Summarizing 12 months of reading papers (2020)

This is an overview of the papers that I have read over the last 12 months since I joined Google Research. Over the last year, I have read 122 papers and I have added 364 to my paper backlog. You can read my summaries of all the papers, read notes on common themes in the papers, and download BibTeX for all the papers. As the number of papers grew, I reorganized several times and the site became a bit like a Zettelkasten.

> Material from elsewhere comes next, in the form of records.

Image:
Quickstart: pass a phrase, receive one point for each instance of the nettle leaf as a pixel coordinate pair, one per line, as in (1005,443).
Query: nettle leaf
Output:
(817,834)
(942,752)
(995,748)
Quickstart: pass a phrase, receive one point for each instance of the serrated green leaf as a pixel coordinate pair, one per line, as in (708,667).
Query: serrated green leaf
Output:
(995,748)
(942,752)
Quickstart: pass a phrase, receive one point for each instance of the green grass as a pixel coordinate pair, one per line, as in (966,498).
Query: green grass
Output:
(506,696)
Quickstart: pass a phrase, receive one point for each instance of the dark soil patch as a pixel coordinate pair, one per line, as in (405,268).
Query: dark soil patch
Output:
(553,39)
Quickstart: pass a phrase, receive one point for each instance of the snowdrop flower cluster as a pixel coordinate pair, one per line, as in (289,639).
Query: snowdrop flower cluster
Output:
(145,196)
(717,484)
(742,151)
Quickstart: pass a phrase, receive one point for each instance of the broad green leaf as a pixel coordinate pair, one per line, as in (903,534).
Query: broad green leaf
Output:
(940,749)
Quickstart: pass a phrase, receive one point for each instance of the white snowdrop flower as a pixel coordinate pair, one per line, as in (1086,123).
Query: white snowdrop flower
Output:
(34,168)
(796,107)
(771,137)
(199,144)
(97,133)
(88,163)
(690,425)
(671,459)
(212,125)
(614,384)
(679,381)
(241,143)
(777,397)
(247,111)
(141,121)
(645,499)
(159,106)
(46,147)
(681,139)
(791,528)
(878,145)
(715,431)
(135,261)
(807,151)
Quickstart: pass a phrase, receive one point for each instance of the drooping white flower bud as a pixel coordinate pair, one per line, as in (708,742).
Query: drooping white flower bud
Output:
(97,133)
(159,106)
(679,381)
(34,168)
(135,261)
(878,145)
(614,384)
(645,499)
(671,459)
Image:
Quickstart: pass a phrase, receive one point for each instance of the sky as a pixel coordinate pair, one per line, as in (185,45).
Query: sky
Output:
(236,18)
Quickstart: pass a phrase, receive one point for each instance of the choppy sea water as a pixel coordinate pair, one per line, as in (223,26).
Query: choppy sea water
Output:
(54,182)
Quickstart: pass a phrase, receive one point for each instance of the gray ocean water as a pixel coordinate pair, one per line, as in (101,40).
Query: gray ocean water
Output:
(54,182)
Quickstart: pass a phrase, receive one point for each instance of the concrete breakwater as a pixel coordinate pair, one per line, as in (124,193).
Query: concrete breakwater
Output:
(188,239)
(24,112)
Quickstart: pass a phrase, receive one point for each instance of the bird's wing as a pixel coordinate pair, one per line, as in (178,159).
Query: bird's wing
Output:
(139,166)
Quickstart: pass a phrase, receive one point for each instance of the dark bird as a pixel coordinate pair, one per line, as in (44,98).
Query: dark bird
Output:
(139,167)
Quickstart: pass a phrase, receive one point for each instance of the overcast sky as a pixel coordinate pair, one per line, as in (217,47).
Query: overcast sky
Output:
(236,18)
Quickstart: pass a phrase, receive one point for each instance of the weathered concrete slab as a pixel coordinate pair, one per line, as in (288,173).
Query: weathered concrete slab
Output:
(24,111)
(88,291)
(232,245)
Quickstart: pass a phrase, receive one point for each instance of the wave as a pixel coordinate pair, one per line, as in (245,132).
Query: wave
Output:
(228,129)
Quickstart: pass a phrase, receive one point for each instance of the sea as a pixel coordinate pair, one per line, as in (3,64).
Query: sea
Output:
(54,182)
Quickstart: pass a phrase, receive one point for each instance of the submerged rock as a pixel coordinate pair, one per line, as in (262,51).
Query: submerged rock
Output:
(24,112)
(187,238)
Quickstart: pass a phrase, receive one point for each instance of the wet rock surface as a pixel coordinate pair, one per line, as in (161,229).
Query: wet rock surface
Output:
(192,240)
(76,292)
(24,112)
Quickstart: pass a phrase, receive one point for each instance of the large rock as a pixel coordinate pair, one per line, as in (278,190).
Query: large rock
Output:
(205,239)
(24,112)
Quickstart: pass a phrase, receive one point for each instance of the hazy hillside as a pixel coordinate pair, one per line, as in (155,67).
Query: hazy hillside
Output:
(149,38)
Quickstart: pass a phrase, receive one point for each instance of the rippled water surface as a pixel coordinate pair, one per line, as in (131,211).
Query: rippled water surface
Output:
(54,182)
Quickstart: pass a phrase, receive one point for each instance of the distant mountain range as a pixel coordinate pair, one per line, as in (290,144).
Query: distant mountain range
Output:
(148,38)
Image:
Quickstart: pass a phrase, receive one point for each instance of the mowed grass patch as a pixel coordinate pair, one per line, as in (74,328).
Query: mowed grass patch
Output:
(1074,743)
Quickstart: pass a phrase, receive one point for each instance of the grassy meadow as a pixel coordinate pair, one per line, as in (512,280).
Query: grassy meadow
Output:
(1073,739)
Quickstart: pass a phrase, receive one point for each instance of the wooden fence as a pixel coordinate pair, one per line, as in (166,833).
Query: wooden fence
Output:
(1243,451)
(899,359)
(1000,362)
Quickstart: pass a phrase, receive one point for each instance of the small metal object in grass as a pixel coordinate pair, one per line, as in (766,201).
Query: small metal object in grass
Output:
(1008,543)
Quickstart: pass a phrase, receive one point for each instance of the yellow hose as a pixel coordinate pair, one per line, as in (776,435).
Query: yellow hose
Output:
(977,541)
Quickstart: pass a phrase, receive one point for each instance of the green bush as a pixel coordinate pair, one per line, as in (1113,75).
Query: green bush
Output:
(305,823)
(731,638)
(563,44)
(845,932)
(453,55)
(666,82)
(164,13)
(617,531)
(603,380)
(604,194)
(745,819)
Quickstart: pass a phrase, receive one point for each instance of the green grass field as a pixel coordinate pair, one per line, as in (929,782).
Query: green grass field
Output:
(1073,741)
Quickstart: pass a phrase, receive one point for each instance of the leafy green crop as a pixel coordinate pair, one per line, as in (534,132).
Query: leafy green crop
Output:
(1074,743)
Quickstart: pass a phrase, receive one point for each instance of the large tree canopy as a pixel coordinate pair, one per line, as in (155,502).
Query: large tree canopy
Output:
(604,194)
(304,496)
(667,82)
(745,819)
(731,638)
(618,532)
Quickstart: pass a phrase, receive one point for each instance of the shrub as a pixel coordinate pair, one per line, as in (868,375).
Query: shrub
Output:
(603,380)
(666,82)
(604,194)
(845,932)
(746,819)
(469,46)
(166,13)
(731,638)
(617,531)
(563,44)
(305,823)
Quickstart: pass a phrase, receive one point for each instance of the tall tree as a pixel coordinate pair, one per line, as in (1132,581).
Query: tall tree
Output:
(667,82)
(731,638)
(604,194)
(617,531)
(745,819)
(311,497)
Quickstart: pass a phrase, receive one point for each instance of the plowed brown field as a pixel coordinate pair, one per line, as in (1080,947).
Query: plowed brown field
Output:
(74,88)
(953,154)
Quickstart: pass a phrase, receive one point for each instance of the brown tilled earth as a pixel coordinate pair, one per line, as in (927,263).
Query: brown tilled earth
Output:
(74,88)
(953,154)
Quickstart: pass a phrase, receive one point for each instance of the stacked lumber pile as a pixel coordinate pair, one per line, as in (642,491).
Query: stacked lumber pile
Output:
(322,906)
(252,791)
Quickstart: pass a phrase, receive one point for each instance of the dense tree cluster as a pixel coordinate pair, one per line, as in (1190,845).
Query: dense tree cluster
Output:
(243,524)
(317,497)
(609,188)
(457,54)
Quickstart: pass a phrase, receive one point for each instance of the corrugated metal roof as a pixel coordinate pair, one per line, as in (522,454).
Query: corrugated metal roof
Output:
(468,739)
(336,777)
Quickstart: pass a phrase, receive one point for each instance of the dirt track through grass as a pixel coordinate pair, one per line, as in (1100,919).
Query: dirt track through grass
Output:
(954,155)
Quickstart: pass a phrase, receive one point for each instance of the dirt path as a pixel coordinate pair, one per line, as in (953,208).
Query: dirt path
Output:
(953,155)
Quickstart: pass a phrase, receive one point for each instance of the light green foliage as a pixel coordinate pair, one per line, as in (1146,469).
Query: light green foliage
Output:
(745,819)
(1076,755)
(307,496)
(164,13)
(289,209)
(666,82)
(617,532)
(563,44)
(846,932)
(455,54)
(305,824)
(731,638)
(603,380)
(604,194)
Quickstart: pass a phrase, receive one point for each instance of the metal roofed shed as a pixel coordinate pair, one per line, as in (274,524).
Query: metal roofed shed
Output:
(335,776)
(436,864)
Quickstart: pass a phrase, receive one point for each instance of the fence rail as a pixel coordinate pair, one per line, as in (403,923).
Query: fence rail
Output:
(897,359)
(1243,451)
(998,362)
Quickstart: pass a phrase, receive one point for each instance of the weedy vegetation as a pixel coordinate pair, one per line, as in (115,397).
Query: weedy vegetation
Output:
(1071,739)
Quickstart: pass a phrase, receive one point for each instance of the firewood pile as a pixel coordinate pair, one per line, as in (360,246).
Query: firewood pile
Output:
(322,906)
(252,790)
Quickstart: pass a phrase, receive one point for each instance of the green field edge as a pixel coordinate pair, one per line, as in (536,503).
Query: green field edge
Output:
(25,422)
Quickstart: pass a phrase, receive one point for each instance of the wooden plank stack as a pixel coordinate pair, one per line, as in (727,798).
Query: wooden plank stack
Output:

How I organize my notes about papers

I started the year by trying to define a few topics that the papers I read would fit into and trying to maintain overviews of each topic that linked to each paper. This is how I used to organize papers in filing boxes, filing cabinets, stacks on my desk, etc. but it doesn’t work very well. The most obvious reason that it doesn’t work is that some papers span multiple research topics so, whichever topic I assign them to, it will be wrong. More seriously though, I am often reading because I don’t understand the field so how can I possibly know how to organize papers when I first start reading. I also found that I was not updating the overviews because each time I read a paper, I would need to restructure the overview to accomodate what I had just learned.

After a few months, the original system was starting to fail, and I learned about the ZettelKasten method of making notes about papers and concepts. I have not fully adopted this method but I have adopted some of the ideas:

If a paper introduces an important looking concept, I create a new page in my notes and link the paper to the note. This avoids duplication of the information and, by adding links to all the referring pages, it makes it easy to find all the papers related to the concept.
I vigorously add links between papers and notes: going back to previously read papers and adding links when I add a new concept.
I rely on the links to define the structure of the site. That is, I allow topics to emerge and evolve organically as I read papers instead of trying to impose structure on a topic before I even understand it.

The main way that my approach differs from ZettelKasten is that a true ZettelKasten would create notes for every concept whereas I tend to create notes only if I think multiple papers will link to the concept. I should probably follow the ZettelKasten approach more closely and move a lot of the information I currently put in paper summaries into notes about concepts.

What I read

Over the last year, I have mostly been reading about software verification and security including Information flow control, Operating Systems, Verification tools, Separation logic (and, more generally, permission logic), The Rust language, Fuzz testing, the 2005 Bugs workshop, Property-based testing, Test generation, and Google (in, more or less, chronological order).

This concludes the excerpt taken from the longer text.